"To dance is to be out of yourself. Larger, more beautiful, more powerful." (Agnes De Mille.)
"Dance is the hidden language of the soul." (Martha Graham.)
Ruth St. Denis says "Dance is communication between body and soul, to express what is too deep for words."
Dance is the communication of our deepest self. Watch a person dance and, without a word, his or her soul is revealed. The body never lies. Dance may even have served as one of the earliest language of humans.
I like to use the comparison that Life is the Great Dance, God is the Music, and we humans are dancers. God has to be Music - God gave us hearts to beat in tune with His heart. The twinkling stars seem to dance in the heavens; leaves dance on the trees; even the currents of water seem to move in their own rhythm: the tides of the ocean rise and fall in harmony with the gravity of the moon.
Our lives are a dance with God. Each movement of our bodies, minds, and souls are a response to the rhythm He sets for us - the Plan He has in mind for us. Each minute the rhythm changes and we are free to move in harmony or cease dancing. Yet God expects our steps to be unique, spontaneous, our own individual, passionate response to life's surprises. And we have to be athletes, as great dancers are athletes, because the dance of life is intense, sometimes difficult, challenging. We have to be, as Albert Einstein said of dancers, "athletes for God."
"For I know the plans I have in mind for you," God sings in our hearts, "plans to prosper and not to harm you, plans to give you hope and a future." (Jeremiah 29:1.) But who can always understand these plans when life leads us into dancing in the dark, and we endure pain and hardship? It's easy to tell when someone's heart and soul have stopped dancing - including our own. Our steps are heavy with bitterness and despair.
But every new rhythm God sets is a new dancing lesson.
Kurt Vonnegut thinks that "Unexpected travel suggestions are dancing lessons from God."

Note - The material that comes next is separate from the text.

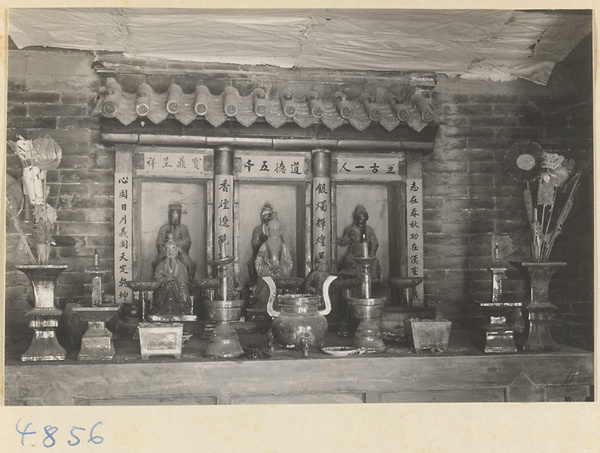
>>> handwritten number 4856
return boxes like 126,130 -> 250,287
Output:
16,419 -> 104,448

Rumi says the passionate dancer in love with a passionate God never stops dancing: "Dance when you're broken open. Dance, if you've torn the bandage off. Dance in the middle of the fighting. Dance in your blood. Dance when you're perfectly free."

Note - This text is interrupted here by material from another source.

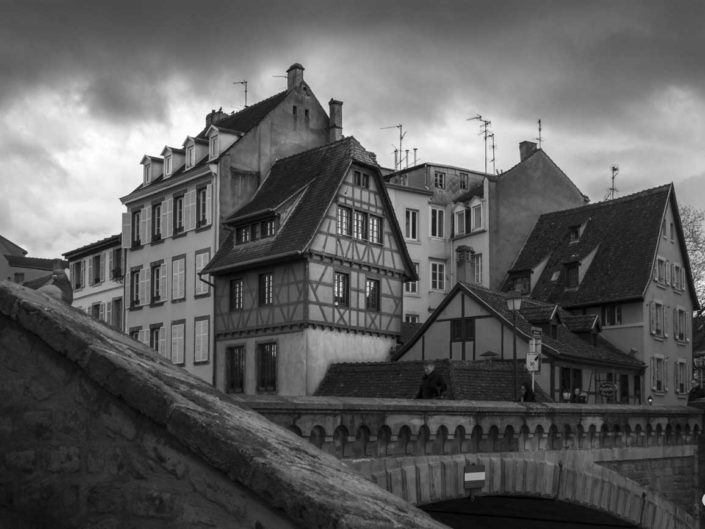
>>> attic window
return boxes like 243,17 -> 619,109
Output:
208,134 -> 219,160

Some would say that God is also a dancer; Friedrich Nietzche said "I would believe only in a God Who knows how to dance."
Jesus is the Lord of the Dance, then, the One Who taught us how to hear and respond to His Father's Music, and how to dance together in the Great Dance of Life: "Dance, dance, wherever you may be; I am the Lord of the Dance, said he. And I'll lead you all, wherever you may be, and I'll lead you all in the dance, said he." (Sydney Carter.)
The tragedy is that Jesus called to the Pharisees, but they wouldn't dance, wouldn't follow him.
"And those who were seen dancing were thought to be insane by those who could not hear the music." (Nietzche.)
That's the great risk for the dancer: the more faithfully you dance in dedicated rhythm to your own inner music, the more you run the risk of rejection, of being out of tune with the rest of the world.
But, dear God, isn't it worth it to be "out of yourself. Larger, more beautiful, more powerful...?" For you dance clothed in the Beauty and Power of God.